Like anything in life there are always pros and cons (or benefits and risks) and epidurals are no different. Do your research long before your due date so that when you’re in the throes of labour you have all the knowledge to make the choice for or against pain relief. Also, let your birth partner know your preferences.


  • An epidural usually provides excellent pain relief during labour. You continue to have contractions and are able to give birth naturally, but without any pain. 
  • It is fairly quick: it takes about 20 minutes to insert and set up and "can take anywhere from one to 15 minutes to work depending on your response to the drugs, the concentration of drug used and technique," says Dr Mohamed.
  • Once the epidural is in place, most experienced midwives can give top-ups, so you usually don't need to wait for an anaesthetist. 

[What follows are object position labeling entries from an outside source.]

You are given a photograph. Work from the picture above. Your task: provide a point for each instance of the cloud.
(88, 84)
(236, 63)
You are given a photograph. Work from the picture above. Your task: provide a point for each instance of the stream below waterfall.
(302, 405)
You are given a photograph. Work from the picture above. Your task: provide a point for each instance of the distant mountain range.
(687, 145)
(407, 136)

  • Unlike other medicated pain relief, such as pethedine (gas and air), your mind remains clear. You may still be aware of your contractions, but will feel no pain. 
  • If you have high blood pressure, it has a useful side-effect of lowering blood pressure. 
  • It can be topped up with stronger local anaesthetic if you need a c-section. 


  • Not every epidural works 100% every time, but your anaesthetist can adjust the levels if after 30 minutes it seems not to be working. 
  • Everyone responds differently to the medication: you may shiver, develop an itch or fever and you may need a catheter to empty your bladder. There is also about a 1 in 100 chance of developing a severe headache. 
  • You will not be able to have an 'active' birth and will need to stay in bed and you will need to be monitored more regularly. 
  • An epidural can sometimes slow labour down, so you're more likely to be given additional medication to help speed it up, like a Syntocinon drip. 
  • The pushing stage of your labour can sometimes last longer if you have an epidural.
  • Some reasearch has shown that an epidural increases the chance of your child being born with the aid of foreceps or a ventouse, as the effects of the drugs may make it difficult for your baby to move into the correct position.